Astro Bot director explains how Team Asobi made the difficult bonus levels and playable credits

Here's how Team Asobi made Astro Bot's memorable bonus levels and credits sequence.

During Tokyo Game Show 2024, we got to have a chat with Astro Bot director Nicolas Doucet to ask him questions about Team Asobi’s excellent platformer.

Aside from sharing with us his thoughts on honoring Japan Studio’s legacy with the game, Doucet also told us some interesting stories about the game’s development. Specifically when it came to developing the bonus levels and playable credits sequence.

While reviewing the game, one of my few concerns was difficulty as I found the main story levels to be fairly easy. This changed the more I progressed through the game as the main levels themselves still proved to have a good level of difficulty. But for platforming experts, the various bonus levels offer serious challenges.

As someone who is not at all an expert when it comes to platformers, I found these levels to be hugely difficult, but without feeling unfair. In that sense, I think that Team Asobi nailed the difficulty of these, which I believe many players also agree with.

Thus, balancing the difficulty of these levels was one of the things I asked Astro Bot director Doucet during the TGS interview. He mentioned that iteration and continuous playtesting were the key. Interestingly, he also shared that these levels were made mostly by just two people.

Doucet explained the process as:

“I think it’s iteration. There were two levels that were a great benchmark. First is the level with triangle signs where you get to grind on them, and you have to wait to go between the mines. That was the first good benchmark. And the other one was the level with lots of circles with guys swinging. It’s a very hard one because you can’t stop, you have to keep moving.

These two became benchmarks of the difficulty, tempo, and length [of levels]. And then after that, it was a case of [iteration]. There were two designers in charge of these challenge levels, but mostly one person made them, and her job was to multiply [the benchmark levels] four by four, so 16 times plus the final 17th challenge, and to make sure that each level would have something unique.

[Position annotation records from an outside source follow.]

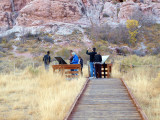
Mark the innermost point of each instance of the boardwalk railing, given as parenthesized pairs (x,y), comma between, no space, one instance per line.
(106,70)
(70,71)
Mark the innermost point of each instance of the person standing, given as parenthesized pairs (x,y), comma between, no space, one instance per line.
(71,56)
(47,60)
(75,60)
(92,55)
(81,63)
(98,60)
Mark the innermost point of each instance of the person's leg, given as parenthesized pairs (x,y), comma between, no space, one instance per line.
(99,71)
(94,70)
(46,67)
(82,70)
(91,69)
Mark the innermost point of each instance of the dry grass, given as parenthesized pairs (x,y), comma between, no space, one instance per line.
(36,95)
(145,85)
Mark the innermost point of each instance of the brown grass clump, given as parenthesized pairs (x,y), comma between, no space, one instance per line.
(145,85)
(37,95)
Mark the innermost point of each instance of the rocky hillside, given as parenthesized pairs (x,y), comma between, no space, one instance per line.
(55,16)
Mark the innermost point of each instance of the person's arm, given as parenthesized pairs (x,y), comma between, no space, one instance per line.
(88,53)
(100,58)
(81,62)
(73,60)
(49,59)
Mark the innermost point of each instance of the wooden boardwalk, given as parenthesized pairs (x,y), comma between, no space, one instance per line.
(105,99)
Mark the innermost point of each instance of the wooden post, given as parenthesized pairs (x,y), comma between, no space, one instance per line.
(108,71)
(80,71)
(104,65)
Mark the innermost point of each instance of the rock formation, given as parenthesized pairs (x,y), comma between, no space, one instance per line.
(31,13)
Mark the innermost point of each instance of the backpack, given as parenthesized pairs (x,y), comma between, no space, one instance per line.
(46,59)
(97,58)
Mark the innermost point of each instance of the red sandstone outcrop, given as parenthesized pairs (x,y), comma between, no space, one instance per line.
(40,12)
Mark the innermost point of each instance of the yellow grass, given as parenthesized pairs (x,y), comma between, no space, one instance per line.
(145,85)
(37,95)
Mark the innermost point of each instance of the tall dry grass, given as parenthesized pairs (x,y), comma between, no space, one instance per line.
(37,95)
(144,83)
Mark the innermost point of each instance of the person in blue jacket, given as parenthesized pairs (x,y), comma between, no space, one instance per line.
(75,60)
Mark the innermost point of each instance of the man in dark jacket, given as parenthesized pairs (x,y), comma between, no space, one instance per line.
(92,68)
(98,60)
(81,62)
(47,60)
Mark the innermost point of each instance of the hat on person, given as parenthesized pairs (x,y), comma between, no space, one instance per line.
(73,53)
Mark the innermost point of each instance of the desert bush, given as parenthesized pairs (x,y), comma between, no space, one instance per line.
(156,51)
(146,60)
(83,55)
(64,52)
(105,15)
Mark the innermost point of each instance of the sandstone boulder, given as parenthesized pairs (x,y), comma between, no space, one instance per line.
(48,11)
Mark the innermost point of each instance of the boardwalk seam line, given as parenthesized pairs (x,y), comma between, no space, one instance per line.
(76,99)
(139,109)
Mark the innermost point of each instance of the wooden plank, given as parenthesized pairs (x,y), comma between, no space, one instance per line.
(105,99)
(71,72)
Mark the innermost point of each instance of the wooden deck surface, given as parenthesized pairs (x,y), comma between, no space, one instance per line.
(105,99)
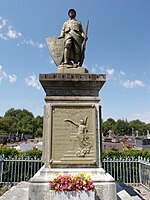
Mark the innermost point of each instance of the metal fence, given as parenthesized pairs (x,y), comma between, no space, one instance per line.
(14,170)
(144,168)
(126,170)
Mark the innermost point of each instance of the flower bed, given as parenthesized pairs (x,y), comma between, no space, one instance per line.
(72,183)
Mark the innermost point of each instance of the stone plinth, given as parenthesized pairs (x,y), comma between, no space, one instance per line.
(59,84)
(70,99)
(71,133)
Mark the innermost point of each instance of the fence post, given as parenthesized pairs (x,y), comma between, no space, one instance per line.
(1,168)
(140,169)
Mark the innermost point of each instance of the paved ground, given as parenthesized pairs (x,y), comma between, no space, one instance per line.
(20,192)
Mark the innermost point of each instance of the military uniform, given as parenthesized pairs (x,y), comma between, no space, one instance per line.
(73,33)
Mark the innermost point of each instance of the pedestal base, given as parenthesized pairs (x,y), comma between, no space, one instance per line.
(105,188)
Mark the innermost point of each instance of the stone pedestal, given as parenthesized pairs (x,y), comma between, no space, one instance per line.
(71,133)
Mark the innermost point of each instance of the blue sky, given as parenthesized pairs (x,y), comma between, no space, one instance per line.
(118,45)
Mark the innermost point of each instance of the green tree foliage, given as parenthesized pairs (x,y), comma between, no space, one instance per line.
(126,154)
(123,127)
(21,121)
(108,125)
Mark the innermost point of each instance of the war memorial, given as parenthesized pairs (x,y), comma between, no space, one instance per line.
(72,119)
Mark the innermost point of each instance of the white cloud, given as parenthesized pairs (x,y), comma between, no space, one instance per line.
(110,72)
(12,78)
(144,117)
(2,22)
(122,73)
(32,81)
(133,84)
(7,30)
(40,45)
(3,75)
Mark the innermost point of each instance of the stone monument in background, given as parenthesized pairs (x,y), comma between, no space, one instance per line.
(72,116)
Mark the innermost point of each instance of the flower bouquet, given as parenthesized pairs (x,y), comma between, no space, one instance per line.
(75,183)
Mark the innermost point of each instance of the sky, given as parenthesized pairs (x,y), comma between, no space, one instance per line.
(118,45)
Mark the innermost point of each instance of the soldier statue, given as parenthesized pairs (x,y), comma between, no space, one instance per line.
(74,36)
(68,49)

But to have that [balanced] difficulty, we did it by playing. All of us every two weeks, we played the game together, the whole game. During those times, we were able to identify if something was too easy or too hard. Right up to the end of the project, we were changing it because when you talk to gamers, it’s never hard enough, but when you talk to non-gamers, it’s very frustrating, right? So, we were moving it to the last minute.”

The fact that the levels had changed down to the last minute made sense given how hard it is to nail the balance between difficulty without being unfair. On the flip side, it’s interesting that the opposite was the case for the game’s playable credits.

While it’s far from a difficult level, the credits sequence was memorable for different reasons. As many players remarked, the interactive credits were the perfect way to cap off the experience.

As for how they created it and the philosophy behind it, the Astro Bot director shared:

“That level, we put quite a lot of love into it. There was always somebody working on it near the end of the project. In itself, it didn’t take that long because it’s using a lot of the content from the game. But the process of why we did it is because we want the player to be playing the game, if possible, 100% of the time, and otherwise, 99% of the time. You don’t want it to be ever just passive, right?

So, even when you do credits, interactive credits, we’re not the first people to do it. There are many games I’ve done before. It’s always fun. It’s like the game should never stop all the way to the end. Because, honestly, credits are quite boring, right? We’re happy to put the credits in because that’s important to us, but to the player, it’s just names, right? So, if you can make that part of the game fun and add some coins, then everybody’s happy. We’re happy that we have our names in and the players are happy that they can continue playing.

That’s why we have two types of credits. We have the interactive credits, and then we have the boring one that we know people want to skip, which is why there’s a skip button and you can skip the whole thing. We have to do it because it’s the right thing to do from a company point of view.”

Whether it’s for the challenge or for the sheer joy that the game had, Astro Bot is no doubt one of the highlight games of 2024 for many players. As such, we won’t be surprised to see it take home end-of-the-year awards this December. Though what we definitely hope to see more of is another Astro Bot series entry. Fingers crossed that we get one down the line.

Astro Bot is available now exclusively on the PS5.